Alguém aí pode pensar que esta é a sinopse de "Hooligans" ("Green Street Hooligans"), o filme de 2005 com Elijah Wood.

Até poderia ser. Mas não é.

É, na verdade, uma forma um pouco forçada (eu admito) de apresentar o livro "Entre os vândalos" ("Among the thugs"), de Bill Buford, jornalista americano radicado em Londres. Mas verdade mesmo é que o filme guarda muita relação com o livro - não que seja baseado nele, mas a inspiração é inegável.

Narrado todo ele em primeira pessoa, "Entre os vândalos" é um mergulho no submundo das "firmas" inglesas da década de 1980, tempo das tragédias de Hillsborough e de Heysel e de todo aquele cenário que mudou o futebol mundial para sempre.

Sem cerimônias e sem muito pudor, Buford apresenta uma profusão de personagens doentios, sujos e desdentados. Mais que isso: cruéis, bêbados e perversos. É notável o apuro jornalístico com que o autor se dedica a entender um mundo que tem muito pouco a ver com sua realidade: ele vai fundo na investigação, corre riscos, apanha da polícia, se envolve com os tipos mais violentos que já frequentaram um estádio de futebol. Não há condescendência no tratamento concedido pelo autor para apresentar essas figuras: o relato é cru e, por vezes, repelente - não há como simpatizar com alguns dos personagens a que somos apresentados.

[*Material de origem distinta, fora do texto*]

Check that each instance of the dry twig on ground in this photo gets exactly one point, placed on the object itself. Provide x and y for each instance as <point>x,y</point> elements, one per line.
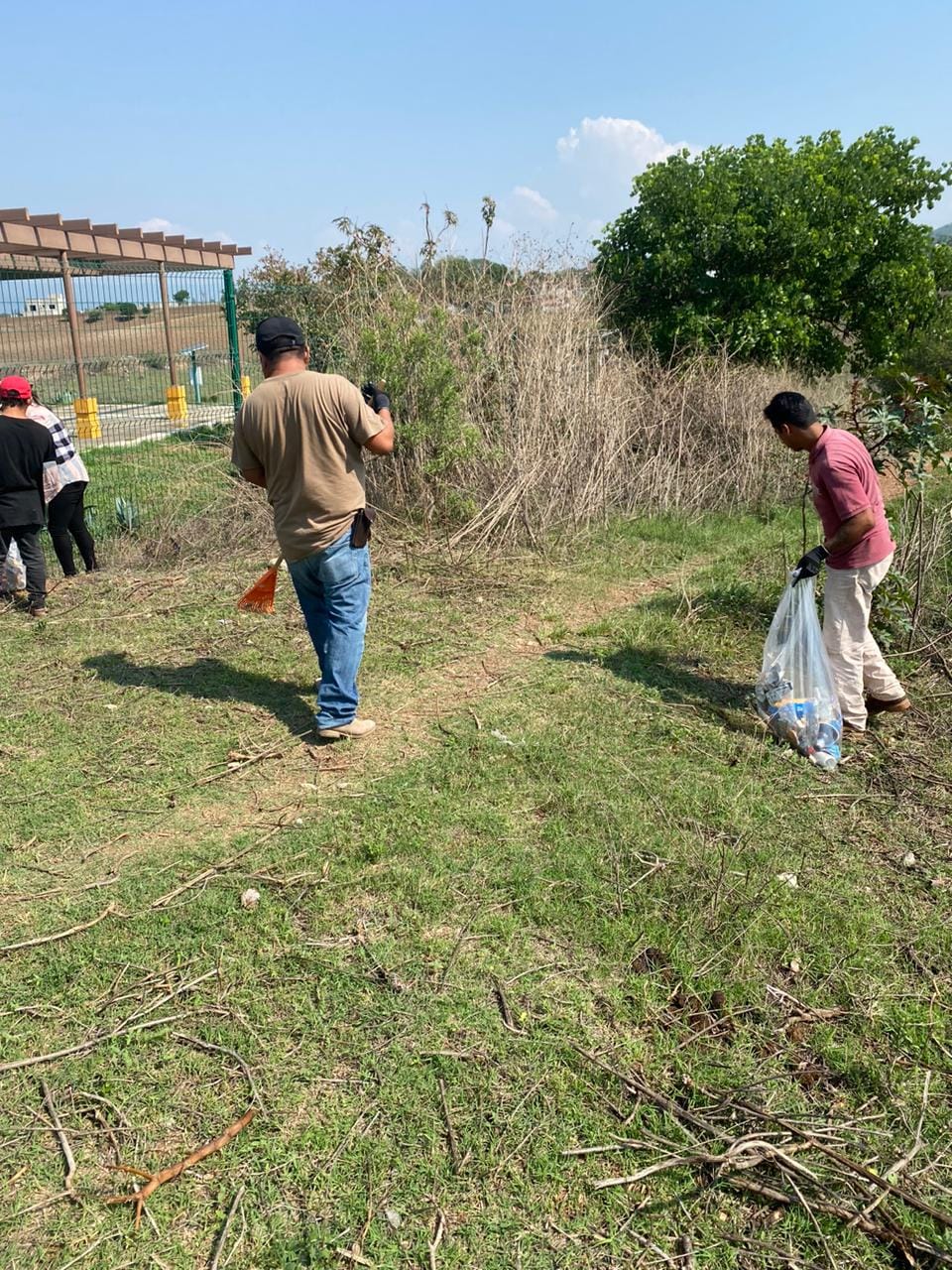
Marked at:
<point>167,1175</point>
<point>60,935</point>
<point>62,1139</point>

Buford, no entanto, não esconde que, em certos momentos, se deixa seduzir pelo poder da multidão, pelo fascínio imposto pela massa, pela perda da identidade quando se faz parte de um aglomerado violento. Ou, como bem resumido na apresentação do próprio livro: "Mais do que fazer um exercício de sociologia do comportamento grupal patológico, Buford nos mostra como a experiência da violência de massa, partilhada sob o manto do suposto anonimato, exerce um apelo insidioso, por vezes irresistível, até mesmo às mentes mais esclarecidas".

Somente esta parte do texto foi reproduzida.